Sonia Cristofaro is a linguist at Sorbonne University who specializes in linguistic typology and subordination.

==Education, career and honours==
Cristofaro studied for an MA in linguistics at the University of Pavia, graduating in 1993. After periods studying at the University of Manchester and the Free University of Berlin, she returned to Pavia for her doctorate, awarded in 1998.

In 1999 Cristofaro left Pavia to take up a position as assistant professor at the University of Verona, but shortly after returned to Pavia as associate professor, where she remained until 2020. She is currently full professor of linguistics in the Faculty of Letters at the Sorbonne University.

In 2021 Cristofaro was elected ordinary member of the Academia Europaea.

==Research==
Cristofaro is well known for her work on linguistic subordination; her 2003 monograph on the topic has been cited over a thousand times. In the volume, Cristofaro departs from traditional approaches by adopting a non-structural definition of subordination, characterized in terms of a cognitive asymmetry between two states of affairs; she also establishes a number of implicational hierarchies for subordination types.

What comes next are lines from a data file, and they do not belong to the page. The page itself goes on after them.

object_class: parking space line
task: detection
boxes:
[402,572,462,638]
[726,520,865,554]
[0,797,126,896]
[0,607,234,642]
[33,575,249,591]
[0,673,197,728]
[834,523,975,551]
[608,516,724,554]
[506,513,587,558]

Cristofaro's work takes a functionalist perspective on linguistic typology. Her more recent work has focused on the extent to which linguistic universals and typological generalizations can be explained diachronically, in terms of common patterns of language change such as grammaticalization.

==Selected publications==
- Cristofaro, Sonia. 2003. Subordination. Oxford: Oxford University Press. ISBN 9780199282005
- Cristofaro, Sonia. 2007. Deconstructing categories: Finiteness in a functional-typological perspective. In Irina Nikolaeva (ed.), Finiteness: Theoretical and Empirical Foundations, 91–114. Oxford: Oxford University Press. ISBN 9780199213733
- Cristofaro, Sonia. 2012. Descriptive notions vs. grammatical categories: Unrealized states of affairs and ‘irrealis’. Language Sciences 34 (2), 131–146.
- Cristofaro, Sonia. 2013. The referential hierarchy: reviewing the evidence in diachronic perspective. In Dik Bakker and Martin Haspelmath (eds.), Languages Across Boundaries: Studies in Memory of Anna Siewierska, 69–94. Berlin: Mouton de Gruyter.
- Cristofaro, Sonia. 2019. Taking diachronic evidence seriously: Result-oriented vs. source-oriented explanations of typological universals. In Karsten Schmidtke-Bode, Natalia Levshina, Susanne Maria Michaelis & Ilja A. Seržant (eds.), Explanation in typology: Diachronic sources, functional motivations and the nature of the evidence, 25–46. Berlin: Language Science Press.